J’ai reculé instinctivement en l’écoutant énoncer ce qui trop souvent me martelait les tempes quand j’avais son âge, puis la réponse jaillit brusquement de mes lèvres… « Mais voyons, mon cher enfant, si Notre Seigneur avait fait de la vie une succession infinie de joie, de bonheur, de succès… une route rectiligne sans aucun obstacle, ni montées en pentes et ni descentes hasardeuses, en serais-tu heureux ? Peut-être qu’au début cela te contenterait, mais bien vite tu serais las de cette monotonie, de cette route nivelée qui ne te défie jamais et qui t’ôte tout  désir de la poursuivre tant elle est prévisible. Pour que l’être humain puisse puiser de toutes ces forces miraculeuses dont Notre Seigneur l’a doté, il a fallu créer la diversité, les défis,  les montagnes, les forêts, les rivières et les torrents, les mers et les plages… une foison de créatures qui possède chacune son utilité, son devoir dans ce monde que Notre Seigneur Lui a confié.

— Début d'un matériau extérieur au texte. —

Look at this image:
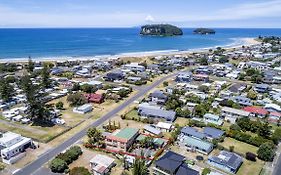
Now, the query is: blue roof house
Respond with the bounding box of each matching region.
[153,151,199,175]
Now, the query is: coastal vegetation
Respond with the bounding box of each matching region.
[193,28,216,35]
[140,24,183,36]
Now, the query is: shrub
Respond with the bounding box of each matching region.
[202,168,211,175]
[69,167,91,175]
[246,152,257,161]
[56,101,63,110]
[50,158,68,173]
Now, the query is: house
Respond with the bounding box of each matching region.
[181,126,206,139]
[153,151,199,175]
[175,72,192,83]
[203,127,225,140]
[254,84,270,93]
[123,63,145,72]
[264,103,281,112]
[73,104,93,114]
[149,90,168,104]
[243,106,268,118]
[221,107,250,123]
[90,154,115,175]
[267,112,281,124]
[193,74,209,82]
[154,122,174,132]
[84,94,104,103]
[143,125,162,137]
[208,151,243,173]
[232,96,253,106]
[0,132,33,164]
[105,128,139,151]
[180,136,213,154]
[103,71,125,81]
[203,113,223,126]
[138,106,176,122]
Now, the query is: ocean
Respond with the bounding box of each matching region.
[0,28,281,60]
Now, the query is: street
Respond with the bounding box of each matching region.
[15,73,176,175]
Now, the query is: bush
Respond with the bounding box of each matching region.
[202,168,211,175]
[50,158,68,173]
[246,152,257,162]
[69,167,91,175]
[56,146,83,165]
[56,101,63,110]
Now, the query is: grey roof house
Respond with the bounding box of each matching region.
[153,151,199,175]
[208,151,243,173]
[203,127,224,139]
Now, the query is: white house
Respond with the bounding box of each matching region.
[221,107,250,123]
[90,154,114,175]
[73,104,93,114]
[0,132,33,164]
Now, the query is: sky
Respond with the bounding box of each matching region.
[0,0,281,28]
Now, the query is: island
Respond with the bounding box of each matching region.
[140,24,183,36]
[193,28,216,35]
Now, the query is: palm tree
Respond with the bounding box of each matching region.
[133,157,148,175]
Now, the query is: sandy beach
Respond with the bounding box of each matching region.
[0,38,260,63]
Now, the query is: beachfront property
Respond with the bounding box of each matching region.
[138,104,176,122]
[90,154,115,175]
[122,63,145,72]
[203,113,223,126]
[149,90,168,104]
[153,151,199,175]
[0,132,33,164]
[221,107,250,123]
[73,104,93,114]
[105,128,139,151]
[208,151,243,173]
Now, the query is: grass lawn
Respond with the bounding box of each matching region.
[174,117,190,127]
[126,109,140,119]
[220,137,258,155]
[237,159,264,175]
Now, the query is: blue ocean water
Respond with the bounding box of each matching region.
[0,28,281,59]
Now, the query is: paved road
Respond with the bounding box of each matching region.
[14,73,176,175]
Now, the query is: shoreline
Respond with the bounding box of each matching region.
[0,38,260,63]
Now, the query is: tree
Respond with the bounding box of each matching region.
[198,85,210,93]
[87,128,103,146]
[257,142,275,161]
[246,152,257,162]
[271,127,281,144]
[247,89,258,100]
[26,57,35,73]
[66,92,87,106]
[56,101,63,110]
[219,56,228,63]
[163,81,169,87]
[258,122,271,138]
[133,157,148,175]
[229,146,234,152]
[69,167,91,175]
[41,64,51,88]
[202,168,211,175]
[49,158,68,173]
[81,84,98,94]
[0,78,14,102]
[199,57,208,65]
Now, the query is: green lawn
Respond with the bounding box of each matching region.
[220,137,258,155]
[237,159,264,175]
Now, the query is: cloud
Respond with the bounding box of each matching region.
[145,15,155,22]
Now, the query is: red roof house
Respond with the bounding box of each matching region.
[243,106,268,118]
[84,94,104,103]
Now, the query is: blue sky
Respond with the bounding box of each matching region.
[0,0,281,28]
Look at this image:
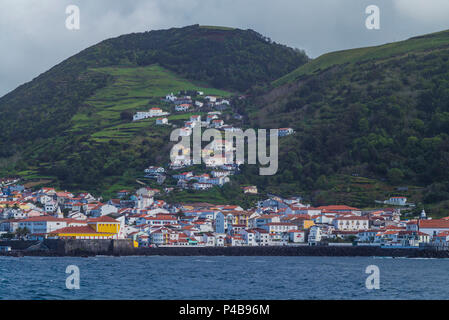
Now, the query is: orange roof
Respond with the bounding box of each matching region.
[87,216,118,223]
[419,219,449,229]
[318,205,359,211]
[49,226,111,234]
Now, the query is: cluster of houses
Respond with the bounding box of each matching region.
[144,165,238,193]
[165,91,231,112]
[133,107,170,120]
[0,181,449,247]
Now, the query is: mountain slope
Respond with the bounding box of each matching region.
[0,25,308,198]
[0,25,307,150]
[239,31,449,211]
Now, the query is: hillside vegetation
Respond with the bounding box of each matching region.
[239,31,449,210]
[0,25,308,195]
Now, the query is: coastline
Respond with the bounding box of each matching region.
[0,239,449,258]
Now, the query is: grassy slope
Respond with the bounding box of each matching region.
[272,31,449,86]
[69,65,231,141]
[238,31,449,217]
[17,65,232,196]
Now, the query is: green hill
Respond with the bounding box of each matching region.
[0,25,308,199]
[239,31,449,215]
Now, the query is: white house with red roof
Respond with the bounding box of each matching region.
[332,216,369,231]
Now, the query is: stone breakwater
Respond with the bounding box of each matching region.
[0,239,449,258]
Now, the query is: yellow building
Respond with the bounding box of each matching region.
[48,216,120,239]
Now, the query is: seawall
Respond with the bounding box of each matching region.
[0,239,449,258]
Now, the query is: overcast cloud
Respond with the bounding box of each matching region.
[0,0,449,96]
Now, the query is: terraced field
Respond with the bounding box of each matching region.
[69,65,231,142]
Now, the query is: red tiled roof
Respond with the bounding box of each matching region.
[87,216,118,223]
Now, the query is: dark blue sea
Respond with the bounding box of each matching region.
[0,256,449,300]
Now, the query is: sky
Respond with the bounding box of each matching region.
[0,0,449,96]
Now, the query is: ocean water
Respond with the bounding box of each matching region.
[0,256,449,300]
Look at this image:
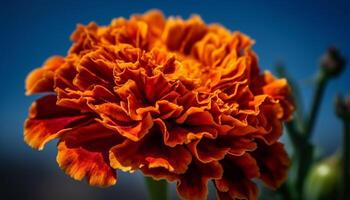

Comment pourras-tu savoir ce que c’est qu’être heureux, si tu ne connais pas la tristesse ? Comment sauras-tu que tu es malade ou sain si la douleur n’existait pas… comment pourras-tu découvrir les secrets de ton esprit s’il n’est pas galvanisé par le besoin, par l’aventure, par l’utilité, par l’ambition et la compétition ?

« Je ne doute pas qu’une réponse complète à toutes tes questions demeure loin de ta portée et de la mienne, mais vois-tu mon enfant, chaque matin lorsque je me réveille, je regarde de ma fenêtre le ciel et je découvre toutes les nuances moirées de son bleu, de ses nuages, le miracle du chant de l’oiseau dans son nid, le vent frais grisant de l’aube, le parfum timide de la fleur qui pousse entre mes pieds, l’éclat chatoyant des feuilles des arbres, et ces petits cailloux que je foule à mon pas et que je ramasse parfois tant ils brillent de feux étincelants sous la rosée matinale…  Et je me sens alors toute heureuse, toute reconnaissante de posséder ces facultés qui me rapprochent du Créateur et de Sa Création… cette création qui me subjugue par son immensité, sa grandeur et sa splendeur.

« Allons n’oublie pas que bientôt c’est le Nouvel An, Rosh Hashana. Dans quelques jours tu revêtiras tes plus beaux atouts, et de la cuisine de ta maman s’échapperons les parfums délicieux des mets très particuliers à ce jour très spécial, et la maison entière retentira de joie et de rires, de bonheur d’être ensemble, sous le souffle imperceptible de l’amour qui vous unit et vous submerge. Alors tu oublieras ces petites larmes qui perlent maintenant à tes yeux… Mais aussi et surtout, tu apprécieras davantage ce bonheur parce que justement, tu as été triste quelques jours plus tôt.

Les yeux de l’enfant s’élargirent brusquement et une ébauche de sourire s’esquissa sur ses petites lèvres roses. Il étancha ses larmes d’un revers de sa manche et me dit, « C’est vrai ce que vous dites là madame, ce matin en me rendant à l’école, j’ai vu des papillons voler autour de ma tête et je me suis élancé à leur poursuite… je me suis senti si heureux, et le vent frais du matin était exquis… c’est bien le mot, n’est-ce pas ?

« Mais oui, mon cher enfant, tu as bien trouvé le mot pour décrire ta joie, ton enthousiasme de vivre et cela tu le dois à Notre Seigneur… ne l’oublie jamais.

« Jamais, répéta-t-il en me serrant la main… BARUCH HASHEM. Shana Tova à vous aussi madame », me lança-t-il en riant et s’élançant d’un pas ferme vers la venelle menant à sa maison.

« Shana Tova » lui criais-je en le voyant disparaitre au coin. J’ai, moi aussi, goûté à son bonheur et à sa joie et je lui en suis reconnaissante.